Cook the potatoes:
Fill a pot with lightly salted cold water, add the potatoes, and simmer them until very tender, about 35 minutes. Drain them in a colander set into the sink and let them rest in their own steam until they’re cool enough to handle. Peel them.
Pass the potatoes through a ricer or the medium plate of a food mill (or through a basket sieve, pressing with a rubber spatula). Add the egg, cream, salt, and nutmeg to the potatoes, mixing well to combine.
Mix the dough
Pour the flour onto a work surface and make a well in the center. Add the potato mixture to the well
With a pastry scraper, cut the flour into the potatoes.
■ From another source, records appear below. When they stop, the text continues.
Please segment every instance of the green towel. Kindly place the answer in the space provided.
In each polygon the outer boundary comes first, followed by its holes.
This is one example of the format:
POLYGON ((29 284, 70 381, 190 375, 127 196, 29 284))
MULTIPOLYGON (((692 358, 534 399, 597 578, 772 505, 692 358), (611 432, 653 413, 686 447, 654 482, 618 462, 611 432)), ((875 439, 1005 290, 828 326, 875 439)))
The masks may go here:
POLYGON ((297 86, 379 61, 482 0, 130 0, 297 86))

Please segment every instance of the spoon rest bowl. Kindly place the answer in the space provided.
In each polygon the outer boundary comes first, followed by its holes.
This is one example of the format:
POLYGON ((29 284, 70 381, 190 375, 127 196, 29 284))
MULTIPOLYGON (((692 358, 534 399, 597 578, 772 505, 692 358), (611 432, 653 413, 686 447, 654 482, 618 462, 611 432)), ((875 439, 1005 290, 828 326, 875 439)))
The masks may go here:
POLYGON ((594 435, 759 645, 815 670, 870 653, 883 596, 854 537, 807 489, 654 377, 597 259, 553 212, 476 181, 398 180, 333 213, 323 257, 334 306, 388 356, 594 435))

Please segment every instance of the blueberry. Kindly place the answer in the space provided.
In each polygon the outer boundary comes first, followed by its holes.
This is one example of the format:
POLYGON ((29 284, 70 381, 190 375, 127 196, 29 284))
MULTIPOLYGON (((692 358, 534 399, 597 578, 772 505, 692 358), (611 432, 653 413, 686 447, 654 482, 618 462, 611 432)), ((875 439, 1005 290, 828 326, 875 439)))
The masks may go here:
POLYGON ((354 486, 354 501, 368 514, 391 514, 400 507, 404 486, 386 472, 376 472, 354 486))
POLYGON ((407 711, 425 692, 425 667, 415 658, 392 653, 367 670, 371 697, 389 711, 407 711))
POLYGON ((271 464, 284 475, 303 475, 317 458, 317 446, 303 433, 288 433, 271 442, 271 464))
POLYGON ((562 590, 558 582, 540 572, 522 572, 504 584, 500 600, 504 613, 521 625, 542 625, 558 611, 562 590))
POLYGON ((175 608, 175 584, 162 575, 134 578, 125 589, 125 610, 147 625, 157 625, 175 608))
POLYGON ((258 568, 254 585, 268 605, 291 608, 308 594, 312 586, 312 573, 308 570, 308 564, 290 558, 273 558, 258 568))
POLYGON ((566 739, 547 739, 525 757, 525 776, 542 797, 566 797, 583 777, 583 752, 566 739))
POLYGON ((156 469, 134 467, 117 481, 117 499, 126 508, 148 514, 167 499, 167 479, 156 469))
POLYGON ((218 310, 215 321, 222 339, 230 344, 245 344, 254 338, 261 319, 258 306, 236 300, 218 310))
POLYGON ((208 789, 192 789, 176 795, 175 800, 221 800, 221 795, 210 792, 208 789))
Work the dough by cutting, pressing, and turning it over on itself with the pastry scraper.
Keep working until the dough comes together and is soft, supple, and slightly elastic.
Roll the mass into a large log and cut the log into four equal parts. Let the dough rest for 10 minutes.
Shape the dough into dumplings
Roll the logs into ropes about 3/4 inch in diameter, cutting them in half if they’re too long to work with.
Cut the ropes into nuggets that are a generous 1/2 inch long. If some of the ropes swell as you cut others, roll them back down to the original diameter.
Dredge a dinner fork in flour and tap off the excess. Hold a dough nugget between your thumb and forefinger, grasping at opposite corners. Position it so a corner points toward you, diamond-like. Starting where the fork tines begin, and keeping your thumb perpendicular to the tines, roll the dough over the inside tines of the fork, changing from pinching with your thumb and forefinger to pushing gently with your thumb; you’re trying to create an ovoid shape.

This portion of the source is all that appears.